Lark parser's comments cache is not cleared when a syntax error occurs

kinow commented 2 years ago

This appears to cause an assertion error when loading multiple WDL workflows. The state (comments cache) is kept at the module level, so only when the module is unloaded or application stops the state is cleared, or when the parser executes successfully.

When you parse an invalid workflow that raises a SyntaxError, for instance, the cache will preserve the comments. Then, when you parse a valid workflow next, there will be an assertion error when the Document object is created.

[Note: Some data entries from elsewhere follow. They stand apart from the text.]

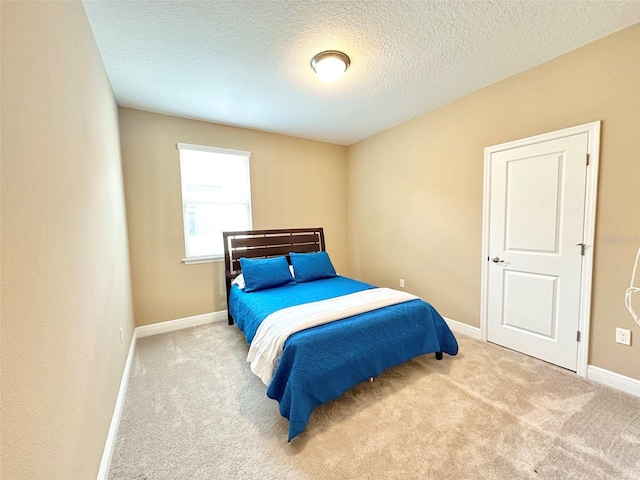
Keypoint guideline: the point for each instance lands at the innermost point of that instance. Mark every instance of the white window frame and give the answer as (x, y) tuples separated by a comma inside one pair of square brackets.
[(242, 155)]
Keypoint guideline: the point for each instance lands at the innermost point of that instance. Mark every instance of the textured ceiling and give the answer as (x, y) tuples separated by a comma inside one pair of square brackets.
[(246, 63)]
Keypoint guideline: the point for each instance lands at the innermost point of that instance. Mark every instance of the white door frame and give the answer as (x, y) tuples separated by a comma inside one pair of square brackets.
[(593, 150)]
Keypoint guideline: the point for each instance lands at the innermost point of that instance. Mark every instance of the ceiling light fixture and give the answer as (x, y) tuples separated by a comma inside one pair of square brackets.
[(330, 65)]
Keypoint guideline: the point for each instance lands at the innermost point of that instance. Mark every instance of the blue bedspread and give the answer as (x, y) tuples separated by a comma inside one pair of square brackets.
[(321, 363)]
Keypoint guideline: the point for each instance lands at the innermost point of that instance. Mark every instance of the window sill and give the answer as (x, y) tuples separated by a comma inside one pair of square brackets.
[(193, 260)]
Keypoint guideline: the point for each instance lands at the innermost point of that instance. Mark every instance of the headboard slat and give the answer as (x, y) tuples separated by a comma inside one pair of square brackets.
[(264, 244)]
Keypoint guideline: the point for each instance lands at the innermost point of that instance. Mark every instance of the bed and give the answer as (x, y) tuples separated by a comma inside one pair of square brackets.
[(320, 361)]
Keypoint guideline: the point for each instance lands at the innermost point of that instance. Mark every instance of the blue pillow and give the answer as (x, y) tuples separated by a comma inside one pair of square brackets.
[(311, 266), (263, 273)]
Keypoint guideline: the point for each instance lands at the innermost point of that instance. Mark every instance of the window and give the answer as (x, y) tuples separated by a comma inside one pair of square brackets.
[(216, 197)]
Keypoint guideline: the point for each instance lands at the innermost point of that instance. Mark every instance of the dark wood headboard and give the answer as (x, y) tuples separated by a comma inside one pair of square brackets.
[(264, 244)]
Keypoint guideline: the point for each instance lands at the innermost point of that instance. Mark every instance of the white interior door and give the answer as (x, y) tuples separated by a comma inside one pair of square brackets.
[(535, 247)]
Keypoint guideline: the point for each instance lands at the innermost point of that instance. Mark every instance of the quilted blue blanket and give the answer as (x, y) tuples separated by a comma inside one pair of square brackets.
[(321, 363)]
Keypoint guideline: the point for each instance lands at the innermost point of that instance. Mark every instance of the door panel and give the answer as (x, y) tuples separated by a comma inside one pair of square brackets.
[(536, 222)]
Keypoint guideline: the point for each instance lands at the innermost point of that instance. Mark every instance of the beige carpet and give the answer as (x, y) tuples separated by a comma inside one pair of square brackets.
[(195, 411)]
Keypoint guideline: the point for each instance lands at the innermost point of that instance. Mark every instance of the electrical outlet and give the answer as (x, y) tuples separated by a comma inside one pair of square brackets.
[(623, 336)]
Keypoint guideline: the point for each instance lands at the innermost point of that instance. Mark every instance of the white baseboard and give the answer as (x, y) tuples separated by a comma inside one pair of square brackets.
[(110, 444), (179, 324), (615, 380), (463, 328), (139, 332)]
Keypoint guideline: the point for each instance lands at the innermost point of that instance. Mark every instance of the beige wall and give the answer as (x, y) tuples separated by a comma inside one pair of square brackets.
[(294, 183), (65, 269), (415, 191)]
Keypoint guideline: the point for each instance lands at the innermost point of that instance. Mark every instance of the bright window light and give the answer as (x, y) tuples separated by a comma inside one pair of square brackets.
[(216, 197)]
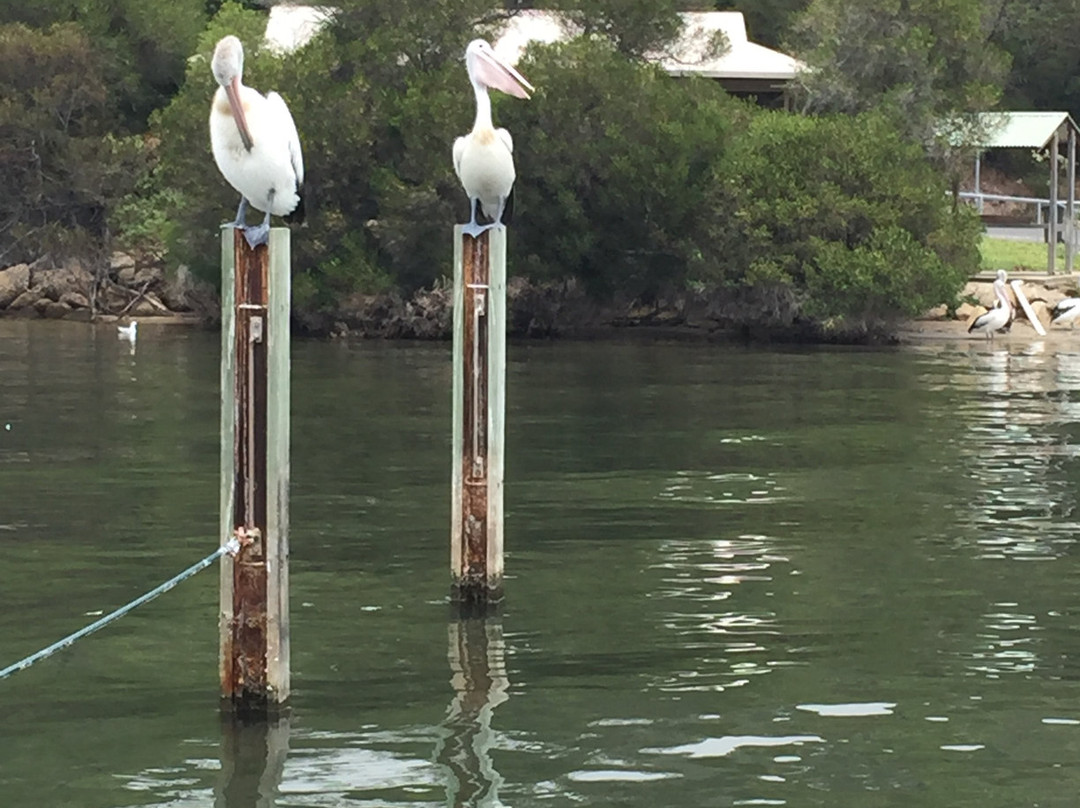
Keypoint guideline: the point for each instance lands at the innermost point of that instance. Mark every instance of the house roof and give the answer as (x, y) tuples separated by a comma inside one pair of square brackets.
[(1023, 130), (291, 27), (691, 54)]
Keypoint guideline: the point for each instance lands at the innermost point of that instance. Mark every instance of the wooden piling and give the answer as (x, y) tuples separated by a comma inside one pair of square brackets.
[(255, 459), (480, 375)]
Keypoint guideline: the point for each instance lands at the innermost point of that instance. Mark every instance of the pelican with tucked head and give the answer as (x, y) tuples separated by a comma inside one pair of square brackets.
[(484, 158), (255, 145), (997, 318)]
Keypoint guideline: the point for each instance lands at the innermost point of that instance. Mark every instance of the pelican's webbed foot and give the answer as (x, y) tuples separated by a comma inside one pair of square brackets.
[(474, 228), (258, 233)]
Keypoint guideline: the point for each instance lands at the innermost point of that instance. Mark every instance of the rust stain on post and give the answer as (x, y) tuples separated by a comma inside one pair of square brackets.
[(474, 459), (244, 668)]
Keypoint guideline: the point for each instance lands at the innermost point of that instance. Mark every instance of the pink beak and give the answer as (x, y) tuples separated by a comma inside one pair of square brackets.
[(498, 75), (232, 93)]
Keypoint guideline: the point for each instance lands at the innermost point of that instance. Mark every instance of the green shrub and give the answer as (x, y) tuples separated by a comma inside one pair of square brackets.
[(847, 216)]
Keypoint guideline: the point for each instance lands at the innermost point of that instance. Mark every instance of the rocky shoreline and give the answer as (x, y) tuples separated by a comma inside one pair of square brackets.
[(122, 286), (125, 286)]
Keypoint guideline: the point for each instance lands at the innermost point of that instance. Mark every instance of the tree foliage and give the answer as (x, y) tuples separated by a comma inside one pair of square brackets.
[(922, 61), (620, 180), (848, 216), (56, 157), (1041, 37), (630, 180)]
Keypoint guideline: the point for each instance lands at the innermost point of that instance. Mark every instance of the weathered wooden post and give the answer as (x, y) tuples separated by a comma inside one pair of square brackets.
[(480, 376), (255, 402)]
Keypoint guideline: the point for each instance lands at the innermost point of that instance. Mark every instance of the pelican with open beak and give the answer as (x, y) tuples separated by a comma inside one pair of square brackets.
[(255, 145), (484, 159)]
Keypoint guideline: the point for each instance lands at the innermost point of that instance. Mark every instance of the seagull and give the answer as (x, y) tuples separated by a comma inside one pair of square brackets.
[(484, 159), (255, 145), (1066, 311), (997, 318)]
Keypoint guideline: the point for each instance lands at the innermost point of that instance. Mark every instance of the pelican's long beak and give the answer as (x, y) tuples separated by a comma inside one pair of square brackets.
[(232, 93), (498, 75)]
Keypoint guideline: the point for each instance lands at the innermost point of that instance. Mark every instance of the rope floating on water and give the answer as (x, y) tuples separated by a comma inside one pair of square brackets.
[(231, 547)]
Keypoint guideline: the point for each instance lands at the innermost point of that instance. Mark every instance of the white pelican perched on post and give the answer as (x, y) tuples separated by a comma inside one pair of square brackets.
[(1065, 311), (255, 145), (483, 159), (997, 318)]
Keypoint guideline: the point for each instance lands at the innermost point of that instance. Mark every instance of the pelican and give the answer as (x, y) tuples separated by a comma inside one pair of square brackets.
[(483, 159), (255, 145), (997, 318), (1066, 311)]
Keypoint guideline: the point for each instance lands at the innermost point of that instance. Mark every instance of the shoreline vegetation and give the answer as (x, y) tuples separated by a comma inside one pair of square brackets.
[(643, 200), (132, 287)]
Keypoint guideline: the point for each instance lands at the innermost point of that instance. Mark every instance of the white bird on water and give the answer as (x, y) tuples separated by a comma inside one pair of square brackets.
[(1066, 310), (255, 145), (997, 318), (484, 159)]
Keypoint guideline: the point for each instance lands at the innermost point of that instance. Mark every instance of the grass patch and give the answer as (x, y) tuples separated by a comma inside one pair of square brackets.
[(1008, 254)]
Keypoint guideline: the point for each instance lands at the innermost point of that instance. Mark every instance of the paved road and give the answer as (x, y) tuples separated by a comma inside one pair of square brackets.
[(1031, 232)]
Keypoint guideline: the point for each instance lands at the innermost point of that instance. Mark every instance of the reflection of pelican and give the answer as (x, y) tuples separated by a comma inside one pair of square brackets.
[(476, 655), (1066, 311), (253, 761), (998, 317)]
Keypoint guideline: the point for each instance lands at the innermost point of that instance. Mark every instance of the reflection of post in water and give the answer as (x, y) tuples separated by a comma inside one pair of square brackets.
[(253, 762), (476, 655)]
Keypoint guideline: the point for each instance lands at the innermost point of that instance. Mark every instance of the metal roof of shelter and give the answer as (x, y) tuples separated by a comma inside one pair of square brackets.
[(1024, 130)]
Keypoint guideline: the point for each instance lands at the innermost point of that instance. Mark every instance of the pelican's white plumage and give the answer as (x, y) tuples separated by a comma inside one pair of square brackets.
[(484, 159), (255, 144), (1066, 310), (997, 318)]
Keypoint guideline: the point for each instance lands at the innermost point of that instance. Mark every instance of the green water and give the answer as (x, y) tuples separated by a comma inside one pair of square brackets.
[(734, 577)]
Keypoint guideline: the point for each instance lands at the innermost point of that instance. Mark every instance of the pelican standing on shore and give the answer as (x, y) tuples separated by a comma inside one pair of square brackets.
[(483, 159), (1065, 311), (255, 145), (997, 318)]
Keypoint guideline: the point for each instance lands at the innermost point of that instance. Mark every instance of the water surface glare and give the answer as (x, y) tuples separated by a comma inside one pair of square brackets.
[(736, 576)]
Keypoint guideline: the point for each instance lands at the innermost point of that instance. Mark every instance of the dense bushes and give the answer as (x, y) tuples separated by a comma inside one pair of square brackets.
[(848, 217)]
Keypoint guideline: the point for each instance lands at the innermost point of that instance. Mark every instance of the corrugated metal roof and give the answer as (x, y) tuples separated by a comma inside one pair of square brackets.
[(1023, 130), (691, 54)]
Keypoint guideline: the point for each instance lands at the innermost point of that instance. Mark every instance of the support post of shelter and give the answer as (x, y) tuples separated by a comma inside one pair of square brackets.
[(1070, 209), (254, 467), (1052, 224), (480, 373), (979, 187)]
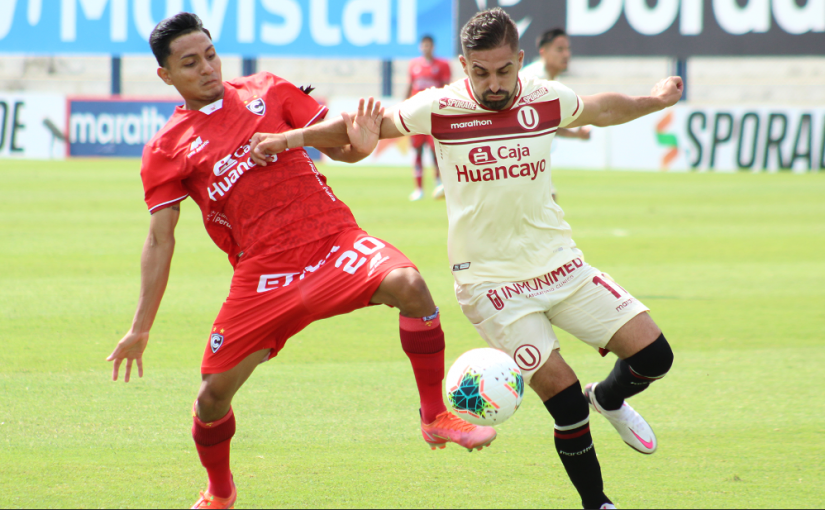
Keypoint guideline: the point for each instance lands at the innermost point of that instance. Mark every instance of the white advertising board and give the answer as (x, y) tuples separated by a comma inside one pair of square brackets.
[(681, 138), (32, 126)]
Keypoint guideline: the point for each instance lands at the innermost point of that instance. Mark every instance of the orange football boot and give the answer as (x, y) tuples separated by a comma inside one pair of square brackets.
[(449, 428)]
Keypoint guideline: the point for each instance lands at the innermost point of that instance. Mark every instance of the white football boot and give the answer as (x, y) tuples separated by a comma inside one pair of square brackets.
[(628, 423)]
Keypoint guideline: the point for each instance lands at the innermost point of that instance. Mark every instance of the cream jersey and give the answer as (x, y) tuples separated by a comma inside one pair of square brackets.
[(495, 167)]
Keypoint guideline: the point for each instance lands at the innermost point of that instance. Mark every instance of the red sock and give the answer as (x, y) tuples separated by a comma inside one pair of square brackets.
[(212, 441), (423, 342)]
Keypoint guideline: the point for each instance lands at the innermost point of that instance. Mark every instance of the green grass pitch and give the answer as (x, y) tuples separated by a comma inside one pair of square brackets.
[(732, 266)]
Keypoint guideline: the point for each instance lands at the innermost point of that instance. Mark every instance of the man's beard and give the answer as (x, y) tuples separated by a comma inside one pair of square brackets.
[(495, 105)]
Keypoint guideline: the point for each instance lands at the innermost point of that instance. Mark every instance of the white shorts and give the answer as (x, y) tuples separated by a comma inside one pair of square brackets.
[(516, 317)]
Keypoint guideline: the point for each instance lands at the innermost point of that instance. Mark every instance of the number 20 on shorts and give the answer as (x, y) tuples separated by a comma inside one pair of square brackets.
[(352, 261)]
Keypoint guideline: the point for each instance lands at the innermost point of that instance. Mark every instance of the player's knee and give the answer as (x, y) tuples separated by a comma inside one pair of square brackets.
[(569, 406), (654, 361), (412, 293), (212, 401)]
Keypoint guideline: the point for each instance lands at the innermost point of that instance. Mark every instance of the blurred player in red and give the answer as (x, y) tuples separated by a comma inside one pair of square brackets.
[(426, 71), (298, 254)]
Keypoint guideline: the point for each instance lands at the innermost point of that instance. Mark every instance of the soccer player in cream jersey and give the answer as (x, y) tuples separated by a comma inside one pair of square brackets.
[(516, 267)]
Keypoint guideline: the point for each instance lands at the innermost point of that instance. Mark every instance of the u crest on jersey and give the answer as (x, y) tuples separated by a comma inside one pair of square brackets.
[(528, 117), (256, 106)]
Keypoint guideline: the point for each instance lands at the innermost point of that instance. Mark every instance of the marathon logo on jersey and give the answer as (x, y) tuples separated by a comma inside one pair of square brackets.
[(447, 102), (533, 96), (545, 284), (538, 118), (471, 124), (486, 155), (197, 146), (257, 106), (215, 342)]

This caused an error in one of the pull requests for the wdl-cwl-translator, as the test for an invalid file was executed before the other tests: https://github.com/common-workflow-lab/wdl-cwl-translator/pull/168

Thanks! Bruno

kinow commented 2 years ago

Seeing if I can submit a quick PR with a fix, but no worries if a maintainer prefers to take over (I guess changing the parser can be a little dangerous).

mr-c commented 2 years ago

The simple fix could be to clear the comments buffer also before line 19 https://github.com/chanzuckerberg/miniwdl/blob/d50d97a9e263373d8d46610b2fdcc99b16059e49/WDL/_parser.py#L19 , yes?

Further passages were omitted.